CLA: Celebrating 30 Years of Connections

Center for Literary Arts: Celebrating 30 Years of Connections 

articleThis year marks the 30th Anniversary of the Center for Literary Arts—thirty impressive years bringing accomplished and emerging writers to San José State. Since its inception in 1986, the CLA has hosted acclaimed authors, including winners of the National Book Award, Nobel Prize, and Pulitzer Prize. The center’s mission is to create opportunities for South Bay writers to share discussions with highly accomplished figures in the literary community by hosting talks, readings, and panels. CLA celebrated the big anniversary with a blowout gala featuring author, playwright, and director Luis Valdez.

Luis Valdez served as the perfect guest of honor to help the CLA celebrate 30 years. Valdez attended San José State in the early 1960s, initially majoring in mathematics. However, his love for playwriting won out and, after changing his major, he graduated with a degree in English in 1964. From there, he took inspiration from his roots. Having grown up in a small farming community, he knew the injustices that farm laborers experience; they inspired him to form El Teatro Campesino in 1965. He went on to write Zoot Suit in 1977, which remains the longest running, locally produced show at the Los Angeles Theater to date. In 1987, Valdez wrote and directed the critically praised film, La Bamba, about the life and tragic death of 1960s rocker Ritchie Valens. More recently, Valdez has co-written the play Corridos the Remix with his son, Kinan, who will direct the show at the Hammer Theatre Center on November 8th and it will run until the 12th. Tickets are available here.

According to CLA Director and Associate Professor of English Cathleen Miller, the Center for Literary Arts aims to “create moments of connection” that inspire audiences to engage more fully with the arts.  Admission to CLA events is free for students, encouraging a platform for young writers to come together as a community. These opportunities give students a chance to make professional connections with well known and emerging writers.

Professor Miller remembers her own “moment of connection” at a CLA event featuring Andre Dubus III, author of the #1 New York Times Best Seller, House of Sand and Fog. “He was just like many of us,” she says. “Between his job as a teacher, raising his kids, and working on renovating an old house, Andre had no time to write—which is always our excuse for why we’re not writing. And so he had this old truck and would drive it to his teaching job every day. And on the way, he would stop in the cemetery because it was one of the only places he could go and where it was quiet and he would write for 20 minutes. It was in that truck he wrote his novel,” she continues. “I said to him, ‘I better just shut up. I have no excuses.’”

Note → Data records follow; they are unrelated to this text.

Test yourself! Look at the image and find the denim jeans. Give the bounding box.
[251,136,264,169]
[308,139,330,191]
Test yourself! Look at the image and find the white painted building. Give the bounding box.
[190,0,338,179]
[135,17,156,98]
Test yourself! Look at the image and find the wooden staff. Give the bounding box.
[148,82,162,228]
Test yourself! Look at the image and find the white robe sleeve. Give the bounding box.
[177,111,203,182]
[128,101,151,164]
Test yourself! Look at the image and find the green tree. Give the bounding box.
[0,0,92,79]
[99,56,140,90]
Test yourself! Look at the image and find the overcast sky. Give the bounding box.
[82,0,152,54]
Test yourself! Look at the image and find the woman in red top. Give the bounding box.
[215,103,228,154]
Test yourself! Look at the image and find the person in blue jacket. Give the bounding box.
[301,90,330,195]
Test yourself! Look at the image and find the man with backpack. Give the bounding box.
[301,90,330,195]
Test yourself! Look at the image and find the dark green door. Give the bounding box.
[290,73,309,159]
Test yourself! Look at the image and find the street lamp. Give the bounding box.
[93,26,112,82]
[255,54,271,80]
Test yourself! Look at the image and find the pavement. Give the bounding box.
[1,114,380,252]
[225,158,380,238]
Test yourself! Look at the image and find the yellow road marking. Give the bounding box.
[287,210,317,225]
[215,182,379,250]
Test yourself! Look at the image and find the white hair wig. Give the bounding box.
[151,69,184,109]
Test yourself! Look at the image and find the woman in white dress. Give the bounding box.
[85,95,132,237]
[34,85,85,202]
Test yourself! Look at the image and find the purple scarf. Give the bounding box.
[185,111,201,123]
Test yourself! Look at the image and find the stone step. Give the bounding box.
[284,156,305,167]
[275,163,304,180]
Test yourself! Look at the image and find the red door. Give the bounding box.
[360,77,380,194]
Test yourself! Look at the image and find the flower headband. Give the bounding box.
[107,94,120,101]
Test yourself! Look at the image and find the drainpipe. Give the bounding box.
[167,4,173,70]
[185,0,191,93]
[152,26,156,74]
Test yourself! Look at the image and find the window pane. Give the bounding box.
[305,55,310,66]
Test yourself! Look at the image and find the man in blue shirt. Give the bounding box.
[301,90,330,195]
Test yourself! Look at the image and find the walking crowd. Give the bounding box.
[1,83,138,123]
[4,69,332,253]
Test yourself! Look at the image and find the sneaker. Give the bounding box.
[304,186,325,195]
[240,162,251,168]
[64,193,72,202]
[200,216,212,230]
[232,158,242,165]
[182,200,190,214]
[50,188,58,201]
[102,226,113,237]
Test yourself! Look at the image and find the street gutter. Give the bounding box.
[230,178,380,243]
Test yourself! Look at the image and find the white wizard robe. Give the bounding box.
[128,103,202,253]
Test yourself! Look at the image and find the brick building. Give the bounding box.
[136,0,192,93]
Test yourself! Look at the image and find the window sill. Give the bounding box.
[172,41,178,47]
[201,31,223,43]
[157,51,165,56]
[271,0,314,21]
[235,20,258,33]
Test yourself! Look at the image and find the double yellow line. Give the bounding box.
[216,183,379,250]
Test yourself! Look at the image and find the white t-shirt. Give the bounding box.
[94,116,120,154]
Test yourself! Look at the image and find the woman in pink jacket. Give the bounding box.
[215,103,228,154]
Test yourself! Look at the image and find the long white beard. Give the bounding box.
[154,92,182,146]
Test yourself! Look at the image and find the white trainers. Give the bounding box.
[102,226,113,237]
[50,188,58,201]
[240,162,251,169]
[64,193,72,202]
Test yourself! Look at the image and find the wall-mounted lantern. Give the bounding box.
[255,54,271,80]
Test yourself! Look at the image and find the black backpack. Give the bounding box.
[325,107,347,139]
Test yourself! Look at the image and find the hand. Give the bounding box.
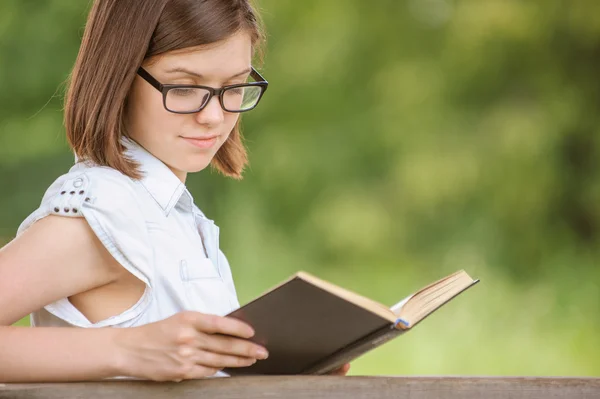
[112,311,268,381]
[326,363,351,376]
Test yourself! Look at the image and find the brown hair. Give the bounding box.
[65,0,265,180]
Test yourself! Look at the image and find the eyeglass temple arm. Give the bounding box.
[137,67,163,91]
[251,67,268,86]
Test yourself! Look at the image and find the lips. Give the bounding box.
[184,135,219,140]
[181,135,219,149]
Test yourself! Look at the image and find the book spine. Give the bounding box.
[302,324,405,375]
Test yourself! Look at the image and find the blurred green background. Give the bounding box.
[1,0,599,376]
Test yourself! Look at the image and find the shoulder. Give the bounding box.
[34,163,150,221]
[18,164,148,236]
[47,164,141,208]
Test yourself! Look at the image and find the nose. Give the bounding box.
[195,94,225,126]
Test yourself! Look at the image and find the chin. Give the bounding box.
[185,160,213,173]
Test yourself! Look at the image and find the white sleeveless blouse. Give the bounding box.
[16,138,240,373]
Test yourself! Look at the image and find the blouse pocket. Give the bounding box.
[180,258,235,316]
[180,258,221,280]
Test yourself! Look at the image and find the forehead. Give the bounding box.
[152,31,252,75]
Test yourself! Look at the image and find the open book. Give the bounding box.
[224,270,479,376]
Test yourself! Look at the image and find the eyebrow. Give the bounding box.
[165,67,252,80]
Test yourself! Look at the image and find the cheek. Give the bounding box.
[223,114,241,137]
[128,80,171,130]
[215,114,240,149]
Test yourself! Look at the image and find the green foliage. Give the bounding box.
[1,0,599,375]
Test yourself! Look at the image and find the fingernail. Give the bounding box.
[257,348,269,359]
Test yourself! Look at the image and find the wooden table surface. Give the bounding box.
[1,376,599,399]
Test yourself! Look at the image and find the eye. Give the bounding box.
[170,88,196,97]
[228,87,244,95]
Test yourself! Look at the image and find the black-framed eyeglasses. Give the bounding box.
[137,67,268,114]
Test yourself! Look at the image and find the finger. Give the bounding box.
[199,333,269,360]
[193,350,258,369]
[328,363,351,376]
[189,313,255,338]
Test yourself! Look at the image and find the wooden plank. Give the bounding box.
[1,376,599,399]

Though the 30th anniversary event was a spectacular evening, the celebration doesn’t stop here. The CLA will continue to host more public events throughout the season. In spring 2017, renowned authors Bryan Stevenson (Just Mercy) and Susan Orlean (The Floral Ghost, The Orchid Thief) will each come, talk, and read from their works. Additionally, center events will include readings and discussions with this year’s Steinbeck Fellows, poet Xochitl-Julisa Bermejo and journalist Gary Singh.

The CLA is made possible through community and university support. Director Miller urges students, faculty, and the greater community to take advantage of the great events the program has to offer.